De acordo com a agenda de Janja, DiCaprio participou da reunião acompanhado de representantes da Re:wild, organização ambiental global sem fins lucrativos fundada em 2021 com a participação do ator e voltada para ações de restauração ecológica.

Após o encontro, a primeira-dama comentou, em uma rede social, os temas discutidos durante a reunião.
“Hoje, conversei com Leonardo DiCaprio sobre o papel fundamental das mulheres na preservação dos nossos territórios e sobre como a bioeconomia pode gerar trabalho, renda e desenvolvimento sem destruir a natureza”, afirmou Janja.
Ela acrescentou que a conversa também tratou da preservação da Amazônia e do enfrentamento às mudanças climáticas.
“Falamos da Amazônia, dos povos indígenas, do combate às mudanças climáticas e da importância de unir governo, comunidades e sociedade na construção de um futuro sustentável”, completou.
Declarações de Bolsonaro em 2019
O encontro ocorre após um histórico de embates públicos envolvendo DiCaprio e o ex-presidente Jair Bolsonaro.
Em 2019, Bolsonaro afirmou, sem apresentar provas, que o ator e a organização WWF teriam financiado queimadas criminosas na Amazônia.
“Quando eu falei que há suspeitas de ONGs, o que a imprensa fez comigo?

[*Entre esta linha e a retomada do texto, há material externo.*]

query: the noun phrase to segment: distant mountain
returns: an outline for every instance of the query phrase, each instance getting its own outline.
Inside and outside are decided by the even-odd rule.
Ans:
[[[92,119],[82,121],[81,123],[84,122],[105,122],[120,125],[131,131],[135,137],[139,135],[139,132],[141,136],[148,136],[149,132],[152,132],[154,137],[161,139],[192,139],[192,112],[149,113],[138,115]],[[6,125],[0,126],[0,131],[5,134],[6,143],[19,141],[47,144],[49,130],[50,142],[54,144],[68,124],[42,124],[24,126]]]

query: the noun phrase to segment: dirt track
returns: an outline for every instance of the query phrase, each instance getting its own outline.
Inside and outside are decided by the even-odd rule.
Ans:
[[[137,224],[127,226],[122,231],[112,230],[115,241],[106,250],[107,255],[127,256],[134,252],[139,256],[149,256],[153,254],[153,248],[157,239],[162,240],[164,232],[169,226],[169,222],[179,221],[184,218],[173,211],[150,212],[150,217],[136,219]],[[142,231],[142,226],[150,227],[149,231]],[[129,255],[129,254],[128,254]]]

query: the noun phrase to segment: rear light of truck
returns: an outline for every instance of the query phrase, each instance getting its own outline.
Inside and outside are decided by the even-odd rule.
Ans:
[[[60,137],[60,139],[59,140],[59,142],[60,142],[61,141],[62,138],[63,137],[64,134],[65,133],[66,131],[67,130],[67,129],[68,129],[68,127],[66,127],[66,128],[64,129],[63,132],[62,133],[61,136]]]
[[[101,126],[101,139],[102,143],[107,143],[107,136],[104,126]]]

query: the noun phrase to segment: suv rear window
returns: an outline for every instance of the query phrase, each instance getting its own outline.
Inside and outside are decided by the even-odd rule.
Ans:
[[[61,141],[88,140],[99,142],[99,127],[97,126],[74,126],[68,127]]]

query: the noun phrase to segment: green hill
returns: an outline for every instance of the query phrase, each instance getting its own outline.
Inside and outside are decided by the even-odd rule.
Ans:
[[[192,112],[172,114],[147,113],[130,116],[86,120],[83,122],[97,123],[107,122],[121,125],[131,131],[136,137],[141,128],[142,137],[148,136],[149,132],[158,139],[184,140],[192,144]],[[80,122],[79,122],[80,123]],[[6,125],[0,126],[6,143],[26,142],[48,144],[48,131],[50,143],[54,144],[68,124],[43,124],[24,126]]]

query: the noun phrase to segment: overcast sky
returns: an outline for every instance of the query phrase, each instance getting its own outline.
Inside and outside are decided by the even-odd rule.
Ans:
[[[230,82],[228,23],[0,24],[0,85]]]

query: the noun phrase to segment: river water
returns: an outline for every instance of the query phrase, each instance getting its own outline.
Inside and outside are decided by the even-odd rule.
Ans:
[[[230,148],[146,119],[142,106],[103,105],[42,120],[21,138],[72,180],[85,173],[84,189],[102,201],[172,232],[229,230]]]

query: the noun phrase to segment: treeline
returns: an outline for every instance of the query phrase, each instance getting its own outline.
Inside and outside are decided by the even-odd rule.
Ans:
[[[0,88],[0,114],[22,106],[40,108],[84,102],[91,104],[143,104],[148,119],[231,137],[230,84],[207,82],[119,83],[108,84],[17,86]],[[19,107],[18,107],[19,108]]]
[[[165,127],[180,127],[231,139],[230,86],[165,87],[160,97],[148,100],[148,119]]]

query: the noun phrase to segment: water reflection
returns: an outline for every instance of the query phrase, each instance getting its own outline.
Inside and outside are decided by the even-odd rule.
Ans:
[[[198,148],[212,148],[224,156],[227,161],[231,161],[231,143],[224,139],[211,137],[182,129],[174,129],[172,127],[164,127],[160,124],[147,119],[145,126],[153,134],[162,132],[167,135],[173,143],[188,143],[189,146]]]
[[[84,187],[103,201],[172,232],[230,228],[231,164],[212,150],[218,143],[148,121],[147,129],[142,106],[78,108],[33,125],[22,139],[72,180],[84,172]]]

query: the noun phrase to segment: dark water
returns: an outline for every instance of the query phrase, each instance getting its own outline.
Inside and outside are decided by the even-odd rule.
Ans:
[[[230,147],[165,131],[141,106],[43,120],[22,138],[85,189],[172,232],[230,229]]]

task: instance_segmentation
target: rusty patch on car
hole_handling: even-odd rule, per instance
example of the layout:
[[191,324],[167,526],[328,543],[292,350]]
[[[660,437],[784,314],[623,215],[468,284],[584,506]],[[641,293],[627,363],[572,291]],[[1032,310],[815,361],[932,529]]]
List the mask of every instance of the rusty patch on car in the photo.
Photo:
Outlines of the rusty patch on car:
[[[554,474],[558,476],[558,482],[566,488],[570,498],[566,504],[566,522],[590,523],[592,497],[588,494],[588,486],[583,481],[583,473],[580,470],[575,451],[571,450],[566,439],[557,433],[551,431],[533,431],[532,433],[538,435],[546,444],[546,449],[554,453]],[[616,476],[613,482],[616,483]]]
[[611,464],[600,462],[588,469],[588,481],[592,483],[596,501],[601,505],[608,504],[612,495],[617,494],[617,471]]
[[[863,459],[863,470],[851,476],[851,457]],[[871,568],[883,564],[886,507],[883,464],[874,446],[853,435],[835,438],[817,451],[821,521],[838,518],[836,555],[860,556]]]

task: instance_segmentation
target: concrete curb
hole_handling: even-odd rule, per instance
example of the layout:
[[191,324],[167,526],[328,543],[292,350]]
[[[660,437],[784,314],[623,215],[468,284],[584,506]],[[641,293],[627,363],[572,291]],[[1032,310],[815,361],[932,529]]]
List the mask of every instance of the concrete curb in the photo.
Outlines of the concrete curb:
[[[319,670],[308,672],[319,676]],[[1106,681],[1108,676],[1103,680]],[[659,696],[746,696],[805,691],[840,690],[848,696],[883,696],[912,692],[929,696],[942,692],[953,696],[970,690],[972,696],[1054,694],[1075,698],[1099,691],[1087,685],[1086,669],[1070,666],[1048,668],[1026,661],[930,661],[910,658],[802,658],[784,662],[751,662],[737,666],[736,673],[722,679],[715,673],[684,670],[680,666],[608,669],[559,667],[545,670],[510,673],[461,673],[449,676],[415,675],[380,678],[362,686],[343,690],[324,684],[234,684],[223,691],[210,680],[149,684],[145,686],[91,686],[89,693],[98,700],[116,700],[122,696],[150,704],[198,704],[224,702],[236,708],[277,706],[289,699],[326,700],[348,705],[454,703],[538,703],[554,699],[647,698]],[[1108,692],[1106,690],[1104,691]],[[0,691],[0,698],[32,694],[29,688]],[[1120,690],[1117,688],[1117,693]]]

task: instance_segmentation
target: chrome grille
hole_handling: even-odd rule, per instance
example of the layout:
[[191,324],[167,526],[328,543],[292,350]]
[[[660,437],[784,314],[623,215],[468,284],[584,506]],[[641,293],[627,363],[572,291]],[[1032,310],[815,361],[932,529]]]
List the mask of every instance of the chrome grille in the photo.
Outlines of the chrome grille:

Agora, o Leonardo DiCaprio é um cara legal, não é? Dando dinheiro para tacar fogo na Amazônia”, declarou Bolsonaro, à época, a apoiadores no Palácio da Alvorada.
A declaração ocorreu após a prisão de quatro brigadistas em Alter do Chão, no Pará, durante uma investigação da Polícia Civil sobre incêndios na região. Posteriormente, o Ministério Público do Pará informou que não havia indícios de participação dos brigadistas nos incêndios, o delegado responsável pelo caso foi afastado e a Justiça determinou a soltura dos investigados.
As declarações de Bolsonaro tiveram repercussão internacional. Veículos como The Washington Post, The New York Times e The Guardian noticiaram que o então presidente acusou Leonardo DiCaprio sem apresentar provas.